Tuesday, March 07, 2006

Female Bonding #2

A MORTE DE SYLVIA

Sylvia, Sylvia,
com um estojo morto de pedras e colheres,

com dois filhos, dois meteoros
à solta a brincar num quarto estreito

com a tua boca contra o lençol,
contra a trave do tecto, contra a muda prece,

(Sylvia, Sylvia
para onde foste
depois da tua carta
de Devonshire
sobre plantar batatas
e criar abelhas?)

por que causa te ergueste,
e como precisamente te afundaste?

Ladra –
como pudeste esgueirar-te

acocorar-te sozinha
nessa morte que eu queria tanto e há tanto tempo,

a morte que ambas dizíamos ter vencido,
a que guardávamos nos peitos escanzelados,

de que falávamos tantas vezes de cada vez
que emborcávamos três dos mais secos martinis de Boston,

a morte que falava de analistas e de tratamentos,
a morte que falava como noivas entre tramas,

a morte a que bebíamos,
as razões e o gesto taciturno?

(Em Boston
a moribunda
corrida nos táxis,
sim outra vez a morte,
na corrida para casa
com o nosso menino.)

Ó Sylvia, recordo o tamborista sonolento
que tocava nos teus olhos com uma história antiga,

como queríamos deixá-lo vir
como um sádico ou uma fada de Nova Iorque

fazer o seu serviço,
uma necessidade, uma janela numa parede ou num berço,

e desde então ficou à espera,
debaixo do nosso coração, do louceiro,

e vejo agora que o vamos cumulando,
ano após ano, velhas suicidas

e conheço ao saber da tua morte
um terrível gosto disso, como sal,

(E eu,
eu também.
E agora, Sylvia,
tu outra vez
com a morte outra vez,
a correr para casa
com o nosso menino.)

E limito-me a dizer
estendendo os braços para esse lugar de pedra,

o que é a tua morte,
senão uma antiga pertença,

uma verruga caída
de um dos teus poemas?

(Ó amiga,
enquanto a lua é má,
e o rei partiu,
e a rainha treslouca,
que cante o cocktail espumante!)

Ó diminuta mãe,
também tu!
Ó estranha duquesa!
Ó coisa loira!

Anne Sexton, 17 de Fevereiro de 1963
Tradução às três pancadas: a dificuldade está na morte ser masculina em inglês; "o meu menino" ("my boy") é essa morte.
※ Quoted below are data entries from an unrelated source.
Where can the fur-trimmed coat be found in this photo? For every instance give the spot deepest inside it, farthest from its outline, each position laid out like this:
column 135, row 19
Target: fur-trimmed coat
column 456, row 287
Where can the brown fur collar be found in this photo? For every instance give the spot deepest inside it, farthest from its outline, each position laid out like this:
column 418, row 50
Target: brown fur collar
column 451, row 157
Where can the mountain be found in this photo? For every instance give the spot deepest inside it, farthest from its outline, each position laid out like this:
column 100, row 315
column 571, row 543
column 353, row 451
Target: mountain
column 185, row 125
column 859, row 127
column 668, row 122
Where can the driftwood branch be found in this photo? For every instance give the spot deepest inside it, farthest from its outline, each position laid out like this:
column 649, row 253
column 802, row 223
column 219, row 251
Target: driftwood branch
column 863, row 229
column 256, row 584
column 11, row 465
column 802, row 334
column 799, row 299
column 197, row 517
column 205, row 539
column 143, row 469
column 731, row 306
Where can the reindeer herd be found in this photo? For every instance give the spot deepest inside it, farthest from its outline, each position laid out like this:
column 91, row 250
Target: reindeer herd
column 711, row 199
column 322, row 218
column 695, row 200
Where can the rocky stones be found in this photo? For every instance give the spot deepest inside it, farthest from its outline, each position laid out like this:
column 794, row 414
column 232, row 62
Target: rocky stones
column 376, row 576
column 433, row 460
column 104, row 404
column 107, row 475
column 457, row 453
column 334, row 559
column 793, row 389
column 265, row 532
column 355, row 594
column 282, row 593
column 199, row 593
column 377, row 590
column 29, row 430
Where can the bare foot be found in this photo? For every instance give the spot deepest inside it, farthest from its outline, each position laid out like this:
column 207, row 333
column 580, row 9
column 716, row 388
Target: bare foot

Aceitam-se sugestões.

3 comments:

lebredoarrozal said...

ontem estive a ler este poema e estive mesmo para te oferecer a tradução

Luís Serpa said...

Tente "trespasse"...

dama said...

Luís Serpa, bem-vindo. "Trespasse", acho eu, resolve o problema do género mas destrói a crueza do conceito. Obrigada.